6 thoughts on “Agile Professional Services?

  1. The problem I struggle with is multiple projects.

    AGILE makes sense when there is no clear ‘end date’. But when there is an explicit (or even implicit in terms of customer sat) date the customer THINKS ‘this’ should be DONE BY, then I cannot see how you would not have to scale your AGILE teams in proportion to the effort.

    I.e. AGILE = SOFTWARE PRODUCT DEVELOPMENT = One AGILE team per product.
    AGILE = CUSTOMER IMPLEMENTATION = One AGILE team per customer. Which means if the custer goes over 3 sprints, doesn’t this make the next customer in the ‘queue’ angry?

  2. Awesome thought provoking content! Not only does agile make sense for Professional Services, it makes sense for all 21st century business. If you truly practice and understand agile techniques and culture, the current ways of business, their silos, and their over-processed processes appear ridiculous.

  3. We LOVE agile. There is some customer education that is necessary since its not something that they are used to but if they catch on, the project goes so much better. They appreciate the sprint cycles and look forward to getting the new features to test and use in a short amount of time rather than waiting til the end of a project.

    It makes sense that if agile is good for software development then why not customer engagements.
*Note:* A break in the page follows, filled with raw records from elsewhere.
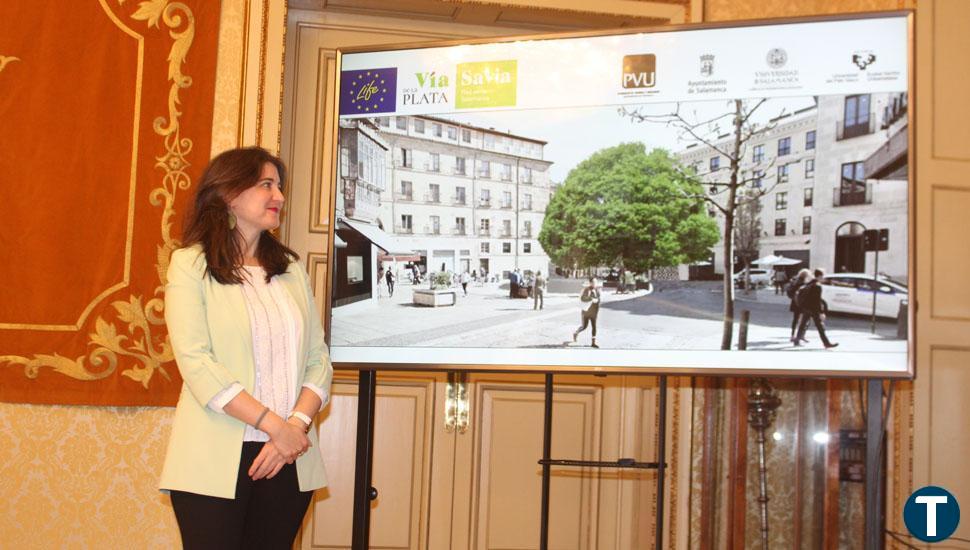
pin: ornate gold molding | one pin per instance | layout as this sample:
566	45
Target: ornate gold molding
138	342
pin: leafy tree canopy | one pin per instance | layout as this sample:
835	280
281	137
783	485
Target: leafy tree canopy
625	207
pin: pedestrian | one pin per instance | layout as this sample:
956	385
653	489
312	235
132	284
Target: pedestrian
380	280
780	279
591	298
538	291
513	283
791	291
237	466
809	298
389	275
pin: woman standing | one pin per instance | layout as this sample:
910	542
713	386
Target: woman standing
248	342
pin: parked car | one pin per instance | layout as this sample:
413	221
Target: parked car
759	278
852	293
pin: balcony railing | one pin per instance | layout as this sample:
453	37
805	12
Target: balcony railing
863	128
842	197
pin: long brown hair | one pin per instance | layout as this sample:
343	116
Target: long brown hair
227	175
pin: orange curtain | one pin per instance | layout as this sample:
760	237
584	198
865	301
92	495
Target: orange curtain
106	122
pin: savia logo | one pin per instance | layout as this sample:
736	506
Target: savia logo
640	71
863	59
776	58
707	65
931	514
430	90
486	84
368	91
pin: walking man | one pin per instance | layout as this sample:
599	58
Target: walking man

We always learn more about ourselves, our work and our customers so why not our projects and the needs of a customer.

    This idea definitely has some legs and given enough thought could take off.

    Thanks for sharing.

    Robert

  4. Alan:

    In sync.

    The counterpoint to “client just want to know how much its going to cost” is that “consultant will use up all hours in the budget”. That is why mutual trust and partnership is so critical for anything that is not fixed scope/fixed cost.

  5. Marcio,
    Agile professional services makes sense in some cases, similar to software development. Let’s take a CRM implementation. For 5 users, it’s pretty straightforward. For 500 users across multiple departments, not so much. As the scope of the project grows, so does the uncertainty and hence the risk of failure.

    Now let’s take something more complex: disaster recovery planning. How do spec out a project where you don’t even know the scope? Here is a case where small, manageable projects can be scoped out along the path. First piece? Perhaps get all the stakeholders to weigh in on objectives and summarize. And so on.

    The challenge is always that the client just wants to know how much its going to cost. It requires educating the client. Think about going to a doctor. There is a flat fee for the initial consult, but the diagnosis and remediation cost is unknown. Cat scans, medications, specialists — it can all add up.

    Looking forward to see what people have to say on the #profserv chat.